Skills Shortages Loom in Island Construction Industry

canada skills shortage

The construction industry — across the western world, not just on the Island — has for years been bracing for impending skills shortages. An aging workforce of baby boomers, who make up the python’s belly of the industry’s workforce, is entering retirement. As the boomers leave the industry, the received wisdom holds, there won’t be enough qualified newcomers to take their places.

Some Island companies are already noticing a shortage of skilled workers. Others aren’t in a crunch yet, mainly because the industry still hasn’t fully recovered from the lingering recession that began in mid 2008.

Island-wide, the construction industry employed 29,500 people in 2014. That was down 8.1 per cent from 2013, according to a recent quarterly report of the Vancouver Island Construction Association (VICA). In metro Victoria, industry employment tallied 12,100 in 2014, a 7.8 per cent drop from 2013.

“So since 2008, we’ve kind of been in this perfect storm of a really poor economy,” says Greg Baynton, VICA’s CEO. “Not the economic environment to be investing in training and hiring people, and not even the work there to do it, even if you wanted to do it.”

Contributing to the storm, he says, has been an educational focus on white-collar professions plus problems in training at the high-school level.

VICA’s parent organization, the B.C. Construction Association (BCCA), is undertaking initiatives to address that.

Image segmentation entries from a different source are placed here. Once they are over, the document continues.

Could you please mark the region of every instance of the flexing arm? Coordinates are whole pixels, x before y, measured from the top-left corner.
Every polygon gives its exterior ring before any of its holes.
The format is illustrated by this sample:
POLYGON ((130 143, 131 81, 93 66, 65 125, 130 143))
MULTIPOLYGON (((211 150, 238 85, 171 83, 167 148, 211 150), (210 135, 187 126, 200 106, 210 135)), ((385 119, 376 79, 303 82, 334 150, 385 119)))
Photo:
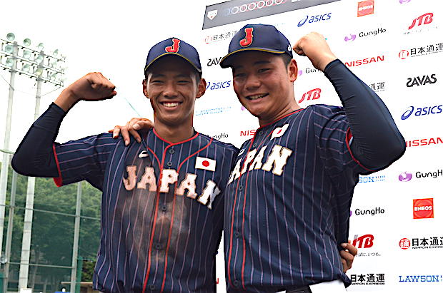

Among them is its Skilled Trades Employment Program (STEP). Since 2006, STEP has placed 9,000 workers in entry-level trades positions, says Abigail Fulton, BCCA vice-president. About one quarter of them are Island jobs, she estimates.

One thing John Knappett of Knappett Projects has observed is that “the age of people going into the trades is probably a few years older than it was traditionally.”

Much of the shift away from high-school grads entering trades is blamed on the decline in high-school shop classes, which the BCCA is trying to rectify. About a year ago, it asked B.C. schools what they needed to bring shop classes up to snuff. The “ask” totalled about $9 million. So far, the association has raised $2 million from industry, employers and government, Fulton says.

Meanwhile, the Island local of the International Brotherhood of Electrical Workers has boosted its apprentice ranks to 300, compared with historical numbers of 65 to 80, says local 230 business manager Philip Venoit, also president of the Vancouver Island Building and Construction Trades Council. Apprentices now make up 20 per cent of the local’s 1,500 members.

On a whole, though, Venoit uses the word “chaos” to describe how the industry is approaching training and recruitment.

“Businesses know what their needs are today,” Venoit says. “They don’t really take an in-depth analysis of what their needs are going to be a decade from now or half a decade from now.”